In theory, a business interruption policy could allow customers to determine the days of interruption before the policy is triggered and the settlement amount. (We recognise that this is an oversimplification for pandemics because the challenge at present is whether the reason for closure is covered due to concerns about aggregation. This is not addressed by a parametric trigger.)
Finally, this crisis is testing the trust between insurers and customers and we believe that radical new models have an opportunity to flourish.
Laka has built a unique proposition by which the monthly premium is determined transparently by the cost of claims for all members that month. Laka charges an additional fee for the claims handling. Customers are protected against ‘outlier’ months by a maximum monthly premium cap (facilitated by ‘reinsurance’).
Laka’s monthly statements provide customers with the breakdown of their premium calculation. For instance, this month has seen a drop in commuter bike theft but an increase in wheel damage claims, potentially caused by the additional miles covered by cyclists logging their daily exercise.
For me, this month’s premium was £6 and far below my maximum cap (c.£25) or the market rate for standard policies.
The Coronavirus crisis is challenging insurers on all fronts. The FCA statement has now brought attention to products.
Rebates and premium payment freezes are a clunky and retrospective tool. Rebates in particular are poorly aligned to the customer. As lockdown continues and the changes to people’s lives become embedded, insurers will discover that many of their products are fundamentally misaligned to their needs.

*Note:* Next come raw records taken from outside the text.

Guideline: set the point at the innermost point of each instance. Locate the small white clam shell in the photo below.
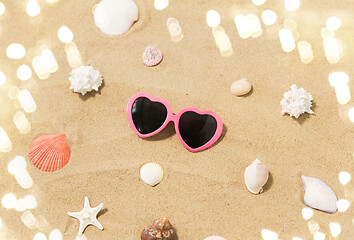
(319, 195)
(151, 173)
(256, 175)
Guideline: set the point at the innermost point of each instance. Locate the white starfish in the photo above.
(87, 216)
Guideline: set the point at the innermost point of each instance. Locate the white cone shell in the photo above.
(256, 175)
(151, 174)
(115, 17)
(319, 195)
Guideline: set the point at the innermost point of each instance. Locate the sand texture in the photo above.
(202, 194)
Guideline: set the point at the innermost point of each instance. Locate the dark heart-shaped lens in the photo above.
(195, 129)
(148, 116)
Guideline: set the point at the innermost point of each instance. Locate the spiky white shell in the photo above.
(151, 173)
(319, 195)
(256, 175)
(296, 101)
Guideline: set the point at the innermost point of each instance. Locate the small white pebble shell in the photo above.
(241, 87)
(256, 175)
(214, 238)
(151, 173)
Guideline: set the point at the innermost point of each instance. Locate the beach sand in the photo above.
(202, 194)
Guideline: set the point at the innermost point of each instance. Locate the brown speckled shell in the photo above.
(161, 229)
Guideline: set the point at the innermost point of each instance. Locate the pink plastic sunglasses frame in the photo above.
(174, 118)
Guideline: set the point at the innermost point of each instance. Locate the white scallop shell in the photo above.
(151, 173)
(319, 195)
(256, 175)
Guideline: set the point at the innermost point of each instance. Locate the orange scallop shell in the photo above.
(50, 152)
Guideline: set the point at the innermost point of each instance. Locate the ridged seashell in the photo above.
(152, 56)
(214, 238)
(50, 152)
(151, 173)
(256, 175)
(319, 195)
(160, 229)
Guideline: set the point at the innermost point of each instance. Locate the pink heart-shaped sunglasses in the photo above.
(197, 130)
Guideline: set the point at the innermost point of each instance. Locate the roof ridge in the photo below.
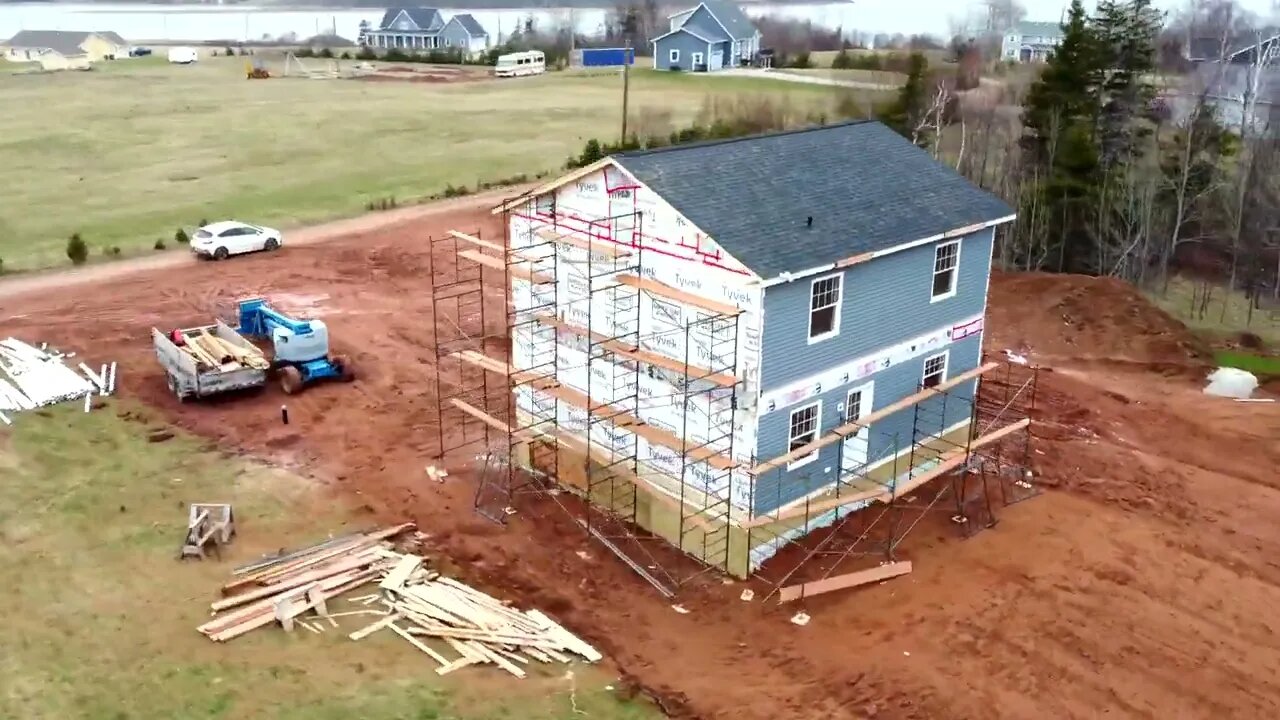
(741, 139)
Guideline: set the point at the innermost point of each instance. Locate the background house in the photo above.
(711, 36)
(1031, 41)
(56, 50)
(749, 320)
(1246, 71)
(425, 28)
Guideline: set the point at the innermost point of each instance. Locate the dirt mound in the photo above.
(1084, 318)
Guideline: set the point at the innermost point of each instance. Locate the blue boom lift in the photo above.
(301, 347)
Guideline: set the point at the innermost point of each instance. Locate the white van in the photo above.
(183, 55)
(528, 63)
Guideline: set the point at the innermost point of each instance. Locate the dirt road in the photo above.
(310, 235)
(1137, 586)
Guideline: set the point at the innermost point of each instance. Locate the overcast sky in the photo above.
(933, 16)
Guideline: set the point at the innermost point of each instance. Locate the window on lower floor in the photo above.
(803, 431)
(946, 268)
(935, 370)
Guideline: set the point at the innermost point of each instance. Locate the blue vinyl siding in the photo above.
(686, 44)
(888, 436)
(883, 302)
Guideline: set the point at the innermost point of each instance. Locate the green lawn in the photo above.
(100, 616)
(1256, 364)
(128, 153)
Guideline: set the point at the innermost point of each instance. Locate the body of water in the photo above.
(246, 23)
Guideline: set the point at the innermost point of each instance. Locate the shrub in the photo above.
(77, 251)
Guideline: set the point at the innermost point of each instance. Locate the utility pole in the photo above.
(626, 82)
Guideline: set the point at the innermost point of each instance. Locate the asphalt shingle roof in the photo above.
(865, 187)
(704, 28)
(423, 17)
(1045, 30)
(56, 40)
(471, 26)
(732, 17)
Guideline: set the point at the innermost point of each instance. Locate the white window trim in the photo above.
(946, 367)
(933, 274)
(817, 433)
(840, 304)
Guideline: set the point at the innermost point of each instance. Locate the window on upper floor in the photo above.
(824, 296)
(935, 370)
(805, 423)
(545, 204)
(946, 269)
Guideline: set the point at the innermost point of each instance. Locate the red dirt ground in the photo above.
(1141, 584)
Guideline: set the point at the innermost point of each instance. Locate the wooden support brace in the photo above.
(850, 428)
(949, 461)
(848, 580)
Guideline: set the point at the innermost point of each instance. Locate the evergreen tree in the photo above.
(1125, 35)
(1059, 118)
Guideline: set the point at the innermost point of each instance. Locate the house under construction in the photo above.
(727, 346)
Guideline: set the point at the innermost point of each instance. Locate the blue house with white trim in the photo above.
(711, 36)
(840, 278)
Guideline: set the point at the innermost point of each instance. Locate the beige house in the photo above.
(60, 50)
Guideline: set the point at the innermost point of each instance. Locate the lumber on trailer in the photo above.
(851, 428)
(620, 419)
(848, 580)
(950, 461)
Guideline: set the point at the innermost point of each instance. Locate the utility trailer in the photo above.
(190, 376)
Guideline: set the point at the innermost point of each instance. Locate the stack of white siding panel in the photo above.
(33, 377)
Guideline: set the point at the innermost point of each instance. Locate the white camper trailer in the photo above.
(528, 63)
(183, 55)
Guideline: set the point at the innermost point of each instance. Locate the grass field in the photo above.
(131, 151)
(100, 616)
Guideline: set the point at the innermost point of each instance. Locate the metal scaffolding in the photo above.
(554, 395)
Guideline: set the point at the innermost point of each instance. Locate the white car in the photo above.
(220, 240)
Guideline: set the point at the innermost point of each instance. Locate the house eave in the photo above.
(867, 256)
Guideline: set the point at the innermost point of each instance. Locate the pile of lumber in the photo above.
(39, 377)
(211, 351)
(453, 624)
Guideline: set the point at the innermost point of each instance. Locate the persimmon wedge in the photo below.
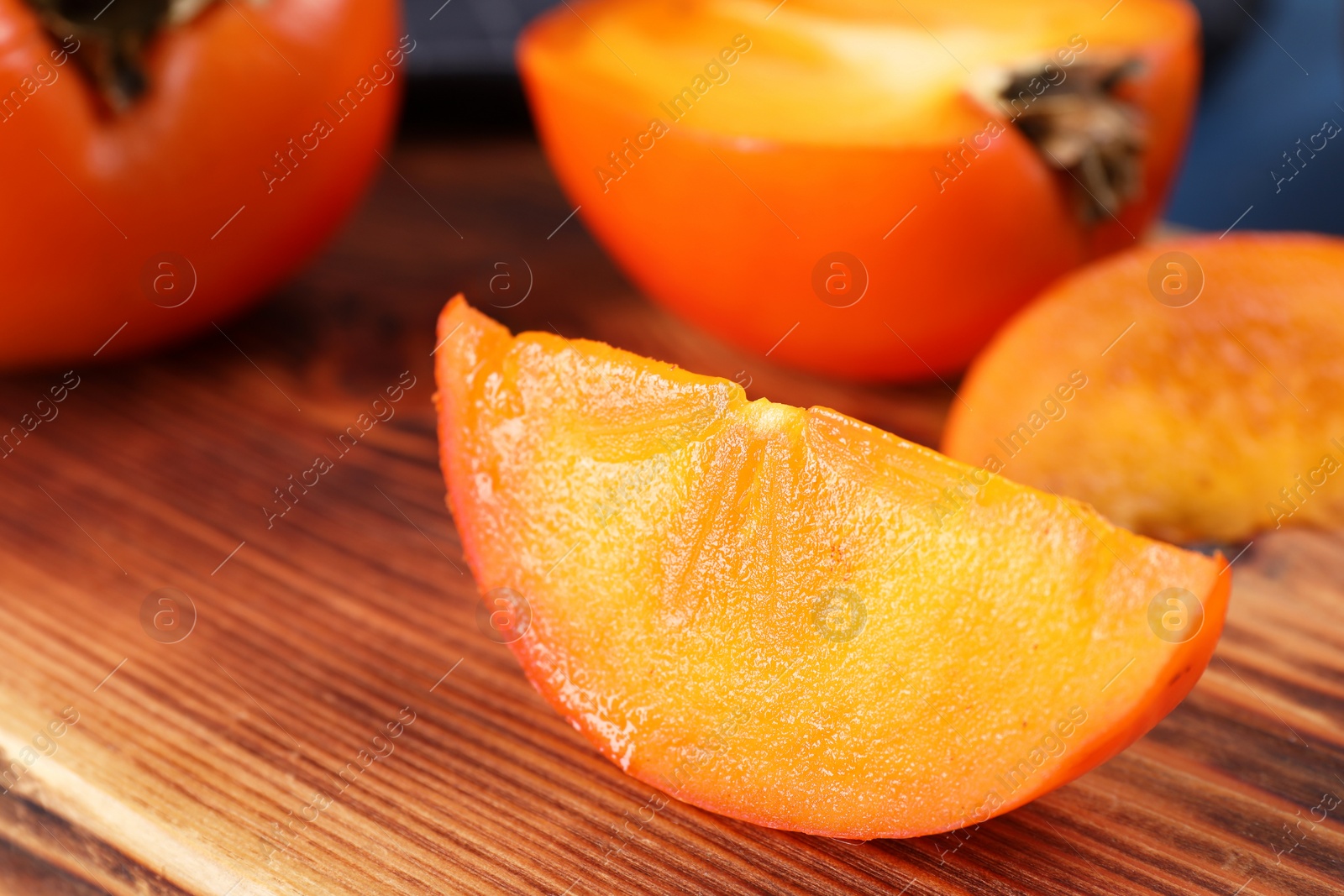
(790, 617)
(1207, 396)
(886, 183)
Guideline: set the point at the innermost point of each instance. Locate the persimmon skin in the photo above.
(674, 631)
(726, 230)
(94, 196)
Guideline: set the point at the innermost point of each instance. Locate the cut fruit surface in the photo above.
(790, 617)
(830, 164)
(1207, 396)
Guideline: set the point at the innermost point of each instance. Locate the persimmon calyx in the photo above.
(113, 36)
(1084, 129)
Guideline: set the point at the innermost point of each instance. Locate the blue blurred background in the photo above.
(1274, 76)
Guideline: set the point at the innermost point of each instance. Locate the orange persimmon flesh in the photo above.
(786, 616)
(732, 154)
(1207, 414)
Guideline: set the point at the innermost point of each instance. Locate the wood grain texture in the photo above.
(190, 761)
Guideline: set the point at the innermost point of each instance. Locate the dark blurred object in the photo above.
(1225, 23)
(477, 35)
(1263, 156)
(464, 105)
(467, 36)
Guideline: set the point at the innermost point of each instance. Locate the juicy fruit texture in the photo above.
(752, 147)
(1200, 423)
(790, 617)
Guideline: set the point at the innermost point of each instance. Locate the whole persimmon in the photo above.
(862, 188)
(167, 161)
(1191, 390)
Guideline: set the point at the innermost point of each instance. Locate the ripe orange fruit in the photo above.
(790, 617)
(884, 183)
(1193, 390)
(179, 187)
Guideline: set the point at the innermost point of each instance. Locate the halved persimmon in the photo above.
(790, 617)
(1193, 389)
(857, 187)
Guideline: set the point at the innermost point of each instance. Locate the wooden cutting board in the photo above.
(255, 752)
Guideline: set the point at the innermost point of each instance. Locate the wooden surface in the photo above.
(190, 761)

This is an opportunity for InsurTechs.
However, the customer acquisition challenge remains. Despite everything, an ABI paper has shown that April was a month of unusually low insurance switching suggesting that customers are not desperately looking for alternative insurance propositions. Most InsurTechs – as we have long argued – will struggle to acquire customers sufficiently fast with a direct model, even if their proposition is superior.
This is therefore a huge opportunity for insurers and brokers to revisit their innovation and M&A strategies. There has been no better time to reconsider the customer proposition and identify InsurTech and other partners to help accelerate their time to market.